- Interactive map of Roxana
- Coordinates: 41°36′43″N 87°29′30″W﻿ / ﻿41.61194°N 87.49167°W
- Country: United States
- State: Indiana
- County: Lake County
- City: East Chicago
- Time zone: UTC-6 (CST)
- • Summer (DST): UTC-5 (CDT)
- ZIP code: 46312
- Area code: 219

= Roxana (East Chicago) =

Roxana, sometimes spelled Roxanna, is a neighborhood in southwestern East Chicago, Indiana, south of the Grand Calumet River and north of Michigan Street. It is the only East Chicago neighborhood located south of the Grand Calumet. As of 2013, it was home to approximately 1032 people, of whom 6.5% were Hispanic and 8% were African American.

Roxana is adjoined on the north by East Chicago's Southside neighborhood, to the east by the industrial area of Hammond north of Hessville, on the south by Hammond's Woodmar neighborhood and the Gibson Yard, and on the west by Central Hammond. The neighborhood is traversed by the Indiana Toll Road and by the South Shore Line passenger railroad, which stops in Roxana at the East Chicago station.
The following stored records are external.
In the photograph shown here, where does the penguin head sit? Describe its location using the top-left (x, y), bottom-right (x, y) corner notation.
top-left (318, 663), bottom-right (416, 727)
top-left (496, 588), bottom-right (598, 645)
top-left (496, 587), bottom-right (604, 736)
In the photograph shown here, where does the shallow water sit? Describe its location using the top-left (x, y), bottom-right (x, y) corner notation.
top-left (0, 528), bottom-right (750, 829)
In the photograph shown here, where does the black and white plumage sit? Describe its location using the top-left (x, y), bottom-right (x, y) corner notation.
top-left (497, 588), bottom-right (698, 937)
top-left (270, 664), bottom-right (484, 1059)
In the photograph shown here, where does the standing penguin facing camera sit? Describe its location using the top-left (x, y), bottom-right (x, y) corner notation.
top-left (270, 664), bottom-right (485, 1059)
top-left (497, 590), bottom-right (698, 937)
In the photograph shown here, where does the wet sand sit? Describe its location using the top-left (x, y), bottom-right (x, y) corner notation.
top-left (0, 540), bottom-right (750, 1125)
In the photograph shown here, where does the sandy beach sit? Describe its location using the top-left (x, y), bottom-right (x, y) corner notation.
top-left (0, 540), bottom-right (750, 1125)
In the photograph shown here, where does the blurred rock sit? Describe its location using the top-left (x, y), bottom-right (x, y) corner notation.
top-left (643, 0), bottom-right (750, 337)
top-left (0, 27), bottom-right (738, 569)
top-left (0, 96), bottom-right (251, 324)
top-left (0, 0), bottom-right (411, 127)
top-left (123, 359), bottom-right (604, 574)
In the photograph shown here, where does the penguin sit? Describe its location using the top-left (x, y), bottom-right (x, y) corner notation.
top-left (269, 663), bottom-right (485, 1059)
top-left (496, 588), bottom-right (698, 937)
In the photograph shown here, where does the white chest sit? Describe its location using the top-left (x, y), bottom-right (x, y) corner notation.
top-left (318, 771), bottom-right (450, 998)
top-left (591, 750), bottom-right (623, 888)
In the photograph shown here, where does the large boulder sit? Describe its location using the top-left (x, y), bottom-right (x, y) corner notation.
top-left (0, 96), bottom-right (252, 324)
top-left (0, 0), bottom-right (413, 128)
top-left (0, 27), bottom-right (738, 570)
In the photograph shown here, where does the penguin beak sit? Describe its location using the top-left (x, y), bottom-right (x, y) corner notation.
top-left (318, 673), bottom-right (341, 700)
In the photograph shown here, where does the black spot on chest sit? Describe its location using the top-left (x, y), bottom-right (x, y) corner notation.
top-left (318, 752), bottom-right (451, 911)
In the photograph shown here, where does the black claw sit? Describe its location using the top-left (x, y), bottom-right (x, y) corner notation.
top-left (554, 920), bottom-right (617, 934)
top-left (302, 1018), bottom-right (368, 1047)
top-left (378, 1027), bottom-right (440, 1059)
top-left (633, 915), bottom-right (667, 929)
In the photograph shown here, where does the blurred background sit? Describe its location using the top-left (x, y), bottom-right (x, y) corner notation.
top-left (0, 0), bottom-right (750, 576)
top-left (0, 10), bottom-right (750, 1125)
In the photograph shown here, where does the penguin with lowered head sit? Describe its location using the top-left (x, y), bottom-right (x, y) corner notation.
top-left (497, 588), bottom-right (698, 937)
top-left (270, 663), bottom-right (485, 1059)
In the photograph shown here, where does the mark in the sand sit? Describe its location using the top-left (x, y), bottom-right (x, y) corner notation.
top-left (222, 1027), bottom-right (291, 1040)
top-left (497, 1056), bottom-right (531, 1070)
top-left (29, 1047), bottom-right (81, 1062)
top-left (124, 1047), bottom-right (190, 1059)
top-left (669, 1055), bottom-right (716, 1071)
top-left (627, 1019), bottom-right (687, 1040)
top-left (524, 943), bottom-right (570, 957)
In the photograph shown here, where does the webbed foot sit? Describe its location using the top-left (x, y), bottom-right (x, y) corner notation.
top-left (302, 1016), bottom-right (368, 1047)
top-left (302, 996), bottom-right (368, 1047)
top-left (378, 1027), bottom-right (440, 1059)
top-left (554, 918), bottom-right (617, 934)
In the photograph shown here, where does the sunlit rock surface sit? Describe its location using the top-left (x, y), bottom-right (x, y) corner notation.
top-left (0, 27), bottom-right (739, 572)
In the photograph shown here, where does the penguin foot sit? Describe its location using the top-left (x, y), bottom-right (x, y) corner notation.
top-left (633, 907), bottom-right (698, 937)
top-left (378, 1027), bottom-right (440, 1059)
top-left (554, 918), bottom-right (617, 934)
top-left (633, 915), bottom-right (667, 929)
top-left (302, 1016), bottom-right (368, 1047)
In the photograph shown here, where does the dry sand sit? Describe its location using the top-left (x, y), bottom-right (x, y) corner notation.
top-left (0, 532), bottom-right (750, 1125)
Roxana takes its name from Roxana Petroleum, an oil company later absorbed by Shell Oil, which built a major refinery adjacent to the neighborhood in 1927. The refinery proper was located in Hammond (just south of United States Route 20), while the associated tank farm was located in Roxana. A pipeline carried sulfuric acid from the Grasselli Chemical plant to the refinery. The Shell and Roxana oil companies are remembered today in the names of the neighborhood's Roxana Drive and Shell Street.

Roxana is home to the Roxana Marsh, an important natural area and migrant bird habitat along the Grand Calumet River. Birds found there range from moorhens to Hudsonian godwits. The restoration of the Roxana Marsh, which was completed in 2013, involved the removal of six hundred thousand cubic yards of sediment contaminated with PCBs, PAHs, heavy metals, and other contaminants.